The girlfriends of all the other astronauts had each become fiancées or else wives before takeoff, but she had not taken that giant leap.

“Look,” the Astronaut had told her before takeoff, “if we get married now, you will be here for me when I re-enter the atmosphere.”

“I will be here anyway,” she told him. “I live here.”

“I need people waiting for me,” the Astronaut said. “People will notice if you’re not waiting for me when the spaceship lands,” he said as he packed his space bag. “Just promise me that if there is a crowd, you will be in it.”

She promised.

The girlfriend tried to think of how long ago that conversation had happened. Months, it seemed, more. The Astronaut and his girlfriend were now penciled to be apart for years, or else less, or else infinity. The timetables of space are like that.

“I am an astronaut’s girlfriend,” she had told the new boy the first time she met him. “My boyfriend is in space and I’m supposed to miss him more than I do.” She had said that, too.

She leaned back against her slate porch step and looked up at the sky, an elbow positioned to prop up her torso from an uncomfortable ledge.

“There is a time capsule version of me out there,” she said, “and it’s scheduled to come back anytime, although it might not come back at all.”

The boy looked up. “There’s nothing up there that I can see,” he said. “All I can see is you on the stairs next to me.”

She laid out the situation for him. “Either he comes back, soon, or not soon, or he doesn’t come back but is still expected for a very long time, or he dies.” She paused. “The dying could also happen at anytime, or else never.”

When she looked away, she felt the boy staring at her. When they said goodbye, she hugged him, because hugging was allowed.
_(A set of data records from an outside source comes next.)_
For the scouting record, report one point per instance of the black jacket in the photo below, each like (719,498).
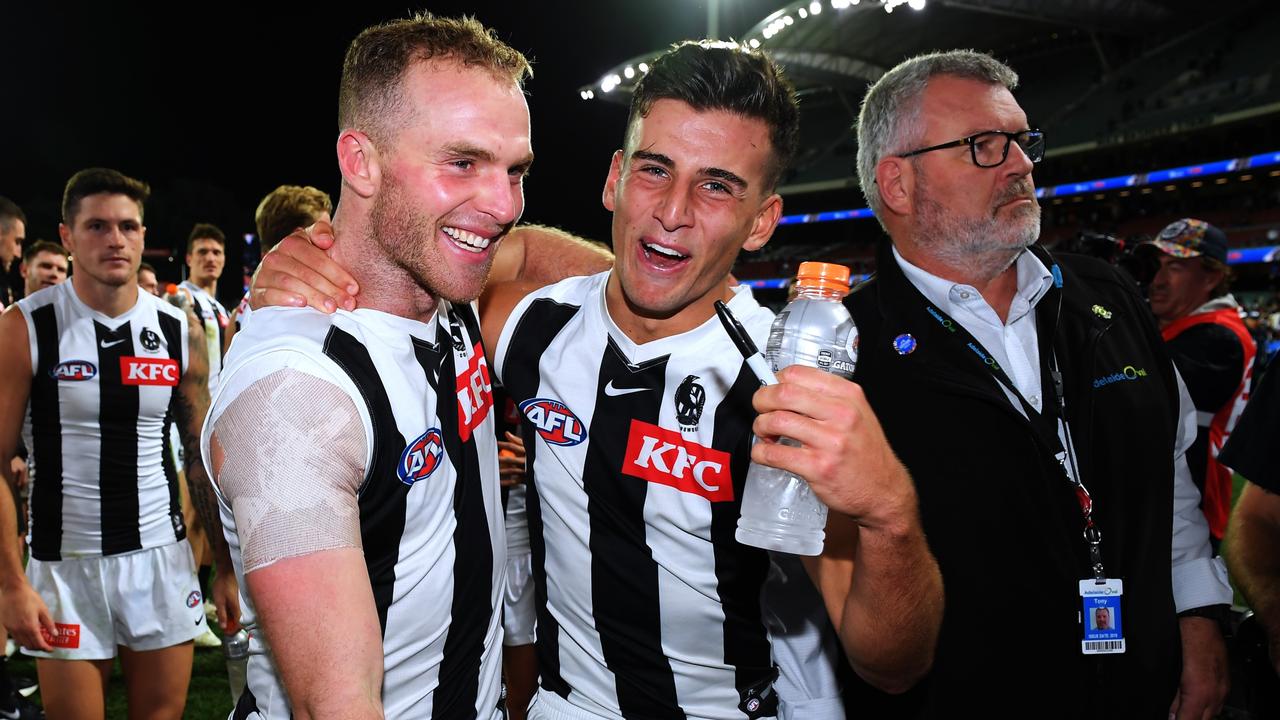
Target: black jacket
(1002,520)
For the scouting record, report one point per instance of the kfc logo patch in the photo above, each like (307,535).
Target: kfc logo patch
(553,420)
(149,372)
(475,393)
(65,636)
(666,458)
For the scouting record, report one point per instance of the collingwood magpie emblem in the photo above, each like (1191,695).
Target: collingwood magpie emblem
(690,399)
(456,332)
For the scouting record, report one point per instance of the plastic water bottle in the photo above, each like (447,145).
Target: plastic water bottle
(778,509)
(236,650)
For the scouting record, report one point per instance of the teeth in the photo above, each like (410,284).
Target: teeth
(663,251)
(467,240)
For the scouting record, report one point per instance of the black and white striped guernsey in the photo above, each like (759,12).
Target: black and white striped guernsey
(430,514)
(648,606)
(214,318)
(103,395)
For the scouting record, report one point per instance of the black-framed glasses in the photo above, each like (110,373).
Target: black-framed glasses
(991,149)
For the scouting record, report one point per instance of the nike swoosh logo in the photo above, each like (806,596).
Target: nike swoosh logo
(616,391)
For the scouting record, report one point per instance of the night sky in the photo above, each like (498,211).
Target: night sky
(216,104)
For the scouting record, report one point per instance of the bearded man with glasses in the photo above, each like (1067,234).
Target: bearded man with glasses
(1031,397)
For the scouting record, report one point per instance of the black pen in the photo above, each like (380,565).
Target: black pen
(737,333)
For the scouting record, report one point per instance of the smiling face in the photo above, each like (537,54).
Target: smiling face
(206,260)
(105,238)
(965,215)
(45,269)
(452,178)
(688,192)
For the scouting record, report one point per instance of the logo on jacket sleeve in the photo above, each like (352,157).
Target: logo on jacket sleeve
(553,420)
(421,458)
(149,370)
(666,458)
(73,370)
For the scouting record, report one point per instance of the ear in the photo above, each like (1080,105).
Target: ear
(766,222)
(611,183)
(359,162)
(895,181)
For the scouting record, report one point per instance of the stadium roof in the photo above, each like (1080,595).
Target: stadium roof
(833,49)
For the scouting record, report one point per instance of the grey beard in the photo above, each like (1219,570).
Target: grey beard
(977,249)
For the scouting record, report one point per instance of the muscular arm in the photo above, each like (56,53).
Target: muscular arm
(1255,536)
(297,524)
(23,613)
(878,579)
(191,408)
(543,255)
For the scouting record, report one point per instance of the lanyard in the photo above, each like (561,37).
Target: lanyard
(1045,424)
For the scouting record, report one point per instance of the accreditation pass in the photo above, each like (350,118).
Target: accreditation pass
(1101,619)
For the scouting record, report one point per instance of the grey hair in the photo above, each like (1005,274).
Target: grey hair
(888,122)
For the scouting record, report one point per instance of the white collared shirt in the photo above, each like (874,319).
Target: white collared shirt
(1198,578)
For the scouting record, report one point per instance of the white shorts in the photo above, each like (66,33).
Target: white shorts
(145,600)
(519,615)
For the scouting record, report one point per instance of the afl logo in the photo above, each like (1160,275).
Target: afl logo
(553,420)
(421,458)
(73,370)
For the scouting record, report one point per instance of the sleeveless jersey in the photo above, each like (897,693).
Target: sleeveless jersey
(215,319)
(647,605)
(103,396)
(430,514)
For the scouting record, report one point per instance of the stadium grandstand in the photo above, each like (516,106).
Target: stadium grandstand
(1152,110)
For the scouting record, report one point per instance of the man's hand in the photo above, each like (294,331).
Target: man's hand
(298,273)
(842,454)
(1205,677)
(18,472)
(511,460)
(225,592)
(26,616)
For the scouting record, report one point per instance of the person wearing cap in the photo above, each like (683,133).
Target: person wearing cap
(1207,340)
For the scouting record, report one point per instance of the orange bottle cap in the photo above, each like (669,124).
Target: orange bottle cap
(823,276)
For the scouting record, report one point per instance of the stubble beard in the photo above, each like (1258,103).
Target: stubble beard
(979,247)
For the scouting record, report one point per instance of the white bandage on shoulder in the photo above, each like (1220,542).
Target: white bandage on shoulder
(293,459)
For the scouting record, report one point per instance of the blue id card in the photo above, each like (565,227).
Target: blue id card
(1101,618)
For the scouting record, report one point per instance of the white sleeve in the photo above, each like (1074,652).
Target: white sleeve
(1200,578)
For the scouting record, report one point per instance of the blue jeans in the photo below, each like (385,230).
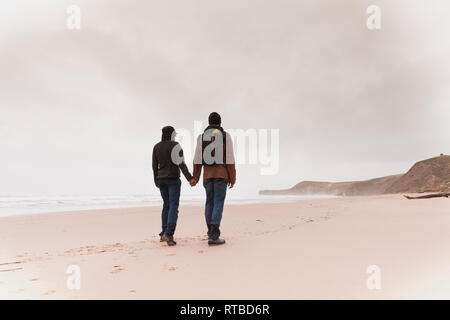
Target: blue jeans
(216,190)
(170,192)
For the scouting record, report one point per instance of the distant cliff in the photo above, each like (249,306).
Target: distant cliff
(431,175)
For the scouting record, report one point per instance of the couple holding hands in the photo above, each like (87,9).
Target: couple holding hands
(214,153)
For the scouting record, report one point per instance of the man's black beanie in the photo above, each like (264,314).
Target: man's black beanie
(214,118)
(167,131)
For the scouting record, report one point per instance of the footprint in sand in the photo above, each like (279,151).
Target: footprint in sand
(48,293)
(117,269)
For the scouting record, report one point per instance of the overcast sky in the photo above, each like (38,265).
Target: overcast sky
(81,110)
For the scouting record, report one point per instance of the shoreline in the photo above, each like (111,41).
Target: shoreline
(317,249)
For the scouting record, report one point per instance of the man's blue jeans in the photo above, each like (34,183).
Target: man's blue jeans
(170,192)
(216,190)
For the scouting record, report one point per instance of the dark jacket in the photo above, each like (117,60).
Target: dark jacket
(226,170)
(163,166)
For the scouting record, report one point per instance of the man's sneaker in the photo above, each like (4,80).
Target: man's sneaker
(216,242)
(169,240)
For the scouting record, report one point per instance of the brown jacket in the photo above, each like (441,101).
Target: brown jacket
(226,171)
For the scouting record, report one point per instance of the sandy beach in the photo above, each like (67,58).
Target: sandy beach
(317,249)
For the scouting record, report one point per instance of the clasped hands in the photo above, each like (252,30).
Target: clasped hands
(193,182)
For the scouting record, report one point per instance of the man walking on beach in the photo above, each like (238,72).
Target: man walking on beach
(214,152)
(167,160)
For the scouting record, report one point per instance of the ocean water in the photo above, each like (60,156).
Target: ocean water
(23,205)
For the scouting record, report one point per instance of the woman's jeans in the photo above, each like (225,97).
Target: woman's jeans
(170,192)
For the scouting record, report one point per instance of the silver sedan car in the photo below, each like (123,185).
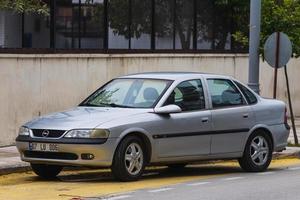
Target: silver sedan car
(170,118)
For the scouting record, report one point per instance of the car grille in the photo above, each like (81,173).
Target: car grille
(52,133)
(50,155)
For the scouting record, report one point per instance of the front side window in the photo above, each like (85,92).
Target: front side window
(224,93)
(131,93)
(188,95)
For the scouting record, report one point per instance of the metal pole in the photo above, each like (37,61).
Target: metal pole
(255,13)
(291,106)
(276,64)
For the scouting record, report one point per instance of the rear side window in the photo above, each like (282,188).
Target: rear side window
(251,98)
(224,93)
(188,95)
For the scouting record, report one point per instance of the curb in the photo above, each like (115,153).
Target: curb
(24,167)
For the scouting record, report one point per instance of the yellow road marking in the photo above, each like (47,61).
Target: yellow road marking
(95,183)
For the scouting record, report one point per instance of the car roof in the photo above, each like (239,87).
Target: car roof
(174,75)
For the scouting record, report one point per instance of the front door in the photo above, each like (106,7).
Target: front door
(185,134)
(232,118)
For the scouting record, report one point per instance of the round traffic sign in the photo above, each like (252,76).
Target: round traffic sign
(284,52)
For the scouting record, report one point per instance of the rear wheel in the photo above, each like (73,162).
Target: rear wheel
(46,171)
(258,153)
(129,160)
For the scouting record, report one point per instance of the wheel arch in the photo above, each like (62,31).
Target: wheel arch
(263,128)
(143,135)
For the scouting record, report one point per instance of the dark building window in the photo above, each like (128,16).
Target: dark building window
(141,24)
(118,21)
(184,23)
(205,24)
(67,24)
(164,24)
(130,25)
(92,24)
(36,31)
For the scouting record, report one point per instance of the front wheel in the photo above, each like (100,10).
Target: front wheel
(46,171)
(258,153)
(129,159)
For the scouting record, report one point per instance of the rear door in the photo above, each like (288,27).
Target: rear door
(185,134)
(232,117)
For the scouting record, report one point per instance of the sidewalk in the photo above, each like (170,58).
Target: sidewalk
(291,137)
(10,161)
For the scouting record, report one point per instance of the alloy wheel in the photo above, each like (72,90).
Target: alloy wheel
(259,150)
(134,159)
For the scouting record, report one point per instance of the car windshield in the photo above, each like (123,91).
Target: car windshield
(128,93)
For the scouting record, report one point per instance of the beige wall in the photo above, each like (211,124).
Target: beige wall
(33,85)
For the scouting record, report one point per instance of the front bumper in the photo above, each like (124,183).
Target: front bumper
(69,152)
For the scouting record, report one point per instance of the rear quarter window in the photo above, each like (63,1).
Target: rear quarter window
(251,98)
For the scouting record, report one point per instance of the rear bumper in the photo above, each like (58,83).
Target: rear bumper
(69,153)
(280,133)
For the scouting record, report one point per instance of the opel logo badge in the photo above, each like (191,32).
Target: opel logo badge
(45,133)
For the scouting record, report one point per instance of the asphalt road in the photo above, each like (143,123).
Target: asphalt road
(224,180)
(276,185)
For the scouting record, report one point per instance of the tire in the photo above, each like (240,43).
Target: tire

She thought about breaking up with the Astronaut via spacephone, but no advice column would back her up on this. If a relationship has gone on for over a year, you owe him a face-to-face breakup, they said. She scoured the pages, but found nothing about space travel or astronauts in any of the ladies’ magazines.

I owe him that much, she thought to herself. She pictured herself in the bleachers with the other women in red lipstick and salon hair, waiting to greet the astronauts at the landing. I can be that for him, she said to herself out loud.

She found herself shaving her legs, armpits, trimming her pubic hair.

“It’s a very complicated situation,” she mouthed to herself in the bathroom, getting ready to see the boy, practicing. “I have a very complicated relationship status.”

“You just have to be prepared for all of these possibilities,” she practiced her tone, first trying to make it sound informational, then cautionary.

“I wouldn’t want you getting into any situations that you weren’t aware of,” she practiced in the shower.

The new boy, not at all an astronaut, was, for himself, noticeably land-bound, and perhaps this is what the girl liked about him. He didn’t threaten to change altitudes. He didn’t threaten extinction. He was not heralded for his position in the sky. He was an unendangered species.

Her friends encouraged her to wait for the Astronaut.

They said, who is down on the ground around here anyway? Who on earth are you going to find to date?

But there was this boy. He was plain-clothed and untrained. His desire for her responded to gravity. She hadn’t planned for him and he was nowhere in her schedule, but there he was, coming to her house by foot and, although she had remembered practicing a variety of lines, when she saw him, they all seemed to fly out of her head at once.